You are viewing a plain text version of this content. The canonical link for it is here.

Posted to user@hadoop.apache.org by Dmitry Goldenberg <dg...@gmail.com> on 2016/05/26 03:11:45 UTC

What is the recommended way to append to files on hdfs?

I'm having trouble figuring out a safe way to append to files in HDFS.

I'm using a small, 3-node Hadoop cluster (CDH v.5.3.9 to be specific). Our
process is a data pipeliner which is multi-threaded (8 threads) and it has
a stage which appends lines of delimited text to files in a dedicated
directory on HDFS. I'm using locks to synchronize access of the threads to
the buffered writers which append the data.

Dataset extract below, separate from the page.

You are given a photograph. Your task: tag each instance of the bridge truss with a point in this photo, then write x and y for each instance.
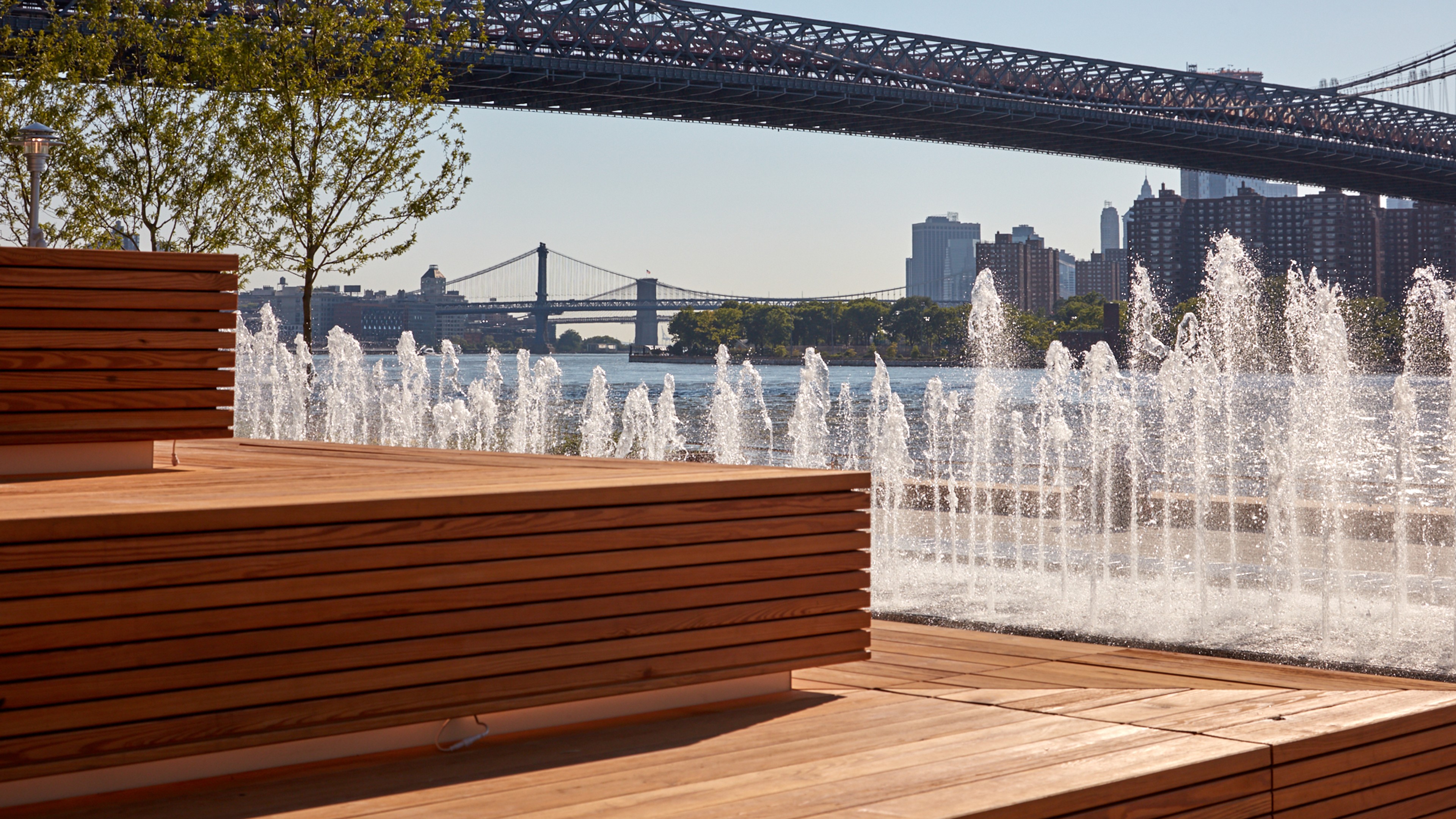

My first issue is deciding on the approach generally.

Approach A is to open the file, append to it, then close it for every line
appended. This seems slow and would seem to create too many small blocks,
or at least I see some such sentiment in various posts.

Approach B is to cache the writers but periodically refresh them to make
sure the list of writers doesn't grow unbounded (currently, it's one writer
per each input file processed by the pipeliner). This seems like a more
efficient approach but I imagine having open streams over a period of time
however controlled may be an issue, especially for output file readers (?)

Beyond this, my real issues are two. I am using the FileSystem Java Hadoop
API to do the appending and am intermittently getting these 2 types of
exceptions:

org.apache.hadoop.ipc.RemoteException: failed to create file
/output/acme_20160524_1.txt for DFSClient_NONMAPREDUCE_271210261_1 for
client XXX.XX.XXX.XX because current leaseholder is trying to recreate file.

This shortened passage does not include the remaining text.